It’s an accepted notion that nobody enjoys going to the dentist, even when you leave with that fresh, just cleaned, Colgate smile, it’s overshadowed by the perception of the dreaded dentist chair and all of the scary, shiny tools that come with it. While there may be no magic solution to cure a fear of the dentist, dental professionals are changing things up to take the pain out of other parts of the practice with the adoption of technologies that improve the experience for doctor and patient.

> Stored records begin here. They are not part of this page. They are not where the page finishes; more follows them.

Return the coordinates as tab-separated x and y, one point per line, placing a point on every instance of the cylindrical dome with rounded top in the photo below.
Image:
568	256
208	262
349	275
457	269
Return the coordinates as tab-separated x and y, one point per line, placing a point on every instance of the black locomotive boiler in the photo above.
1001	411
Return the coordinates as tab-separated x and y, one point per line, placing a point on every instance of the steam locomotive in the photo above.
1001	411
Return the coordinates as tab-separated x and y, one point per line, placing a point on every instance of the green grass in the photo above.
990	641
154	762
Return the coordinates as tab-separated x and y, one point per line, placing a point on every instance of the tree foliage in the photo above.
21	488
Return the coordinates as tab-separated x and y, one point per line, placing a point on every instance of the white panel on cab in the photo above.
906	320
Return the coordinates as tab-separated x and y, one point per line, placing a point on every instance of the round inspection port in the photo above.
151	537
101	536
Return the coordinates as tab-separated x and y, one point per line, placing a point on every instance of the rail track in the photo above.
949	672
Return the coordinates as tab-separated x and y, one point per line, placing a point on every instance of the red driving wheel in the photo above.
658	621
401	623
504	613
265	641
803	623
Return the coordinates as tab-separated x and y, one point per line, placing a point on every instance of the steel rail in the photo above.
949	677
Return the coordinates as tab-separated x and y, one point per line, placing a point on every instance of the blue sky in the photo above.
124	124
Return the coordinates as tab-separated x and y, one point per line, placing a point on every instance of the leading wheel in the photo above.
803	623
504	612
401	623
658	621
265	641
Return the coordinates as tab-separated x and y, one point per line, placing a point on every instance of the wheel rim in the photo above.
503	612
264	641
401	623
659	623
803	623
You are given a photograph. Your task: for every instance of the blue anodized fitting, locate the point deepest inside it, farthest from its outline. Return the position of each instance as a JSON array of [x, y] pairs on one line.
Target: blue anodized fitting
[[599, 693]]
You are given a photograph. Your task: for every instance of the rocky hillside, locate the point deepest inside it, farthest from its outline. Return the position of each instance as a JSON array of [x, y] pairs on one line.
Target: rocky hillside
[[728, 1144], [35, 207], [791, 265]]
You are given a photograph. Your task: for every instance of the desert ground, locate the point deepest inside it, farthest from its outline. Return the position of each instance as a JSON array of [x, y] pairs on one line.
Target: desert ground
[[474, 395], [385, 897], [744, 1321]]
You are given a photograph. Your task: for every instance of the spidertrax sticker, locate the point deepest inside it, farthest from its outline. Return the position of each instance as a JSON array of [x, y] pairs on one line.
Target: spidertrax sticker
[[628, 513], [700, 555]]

To manufacture a common appliance like a retainer, for years dentists have been using the tried and tested method of pressing a green paste onto a patient’s teeth which is then left to set for an uncomfortable amount of time to create an accurate mould that can be used to manufacture a patient-specific retainer. For anyone who has experienced the joy of braces, you will know this is not a tidy process, it’s unpleasant and messy but remains the most common way to create a dental impression. The good news is that intra-oral scanning and 3D printed moulds are taking the “goo” out of the process and replacing it with a clean digital method that implements both 3D scanning and 3D printing. As is the case with any new process in a traditional sector, adoption hasn’t happened over night but as accessibility and materials continue to improve, the uptake is ascending rapidly.
Currently 3D printers are more commonly found in larger dental labs rather than day-to-day dental practices but for a growing number of smaller businesses, particularly across the U.S., digital workflows are providing a competitive edge and a certain wow factor – for dentists, the buzz around 3D printing is definitely a positive, almost trendy coup that is attracting more patients to their businesses. The introduction of compact and affordable machines means that “mom and pop” style labs are able to bring advanced technologies in house that offer their patients faster and more efficient services allowing dentists to make their own appliance on site, such as patient-specific surgical guides or retainers.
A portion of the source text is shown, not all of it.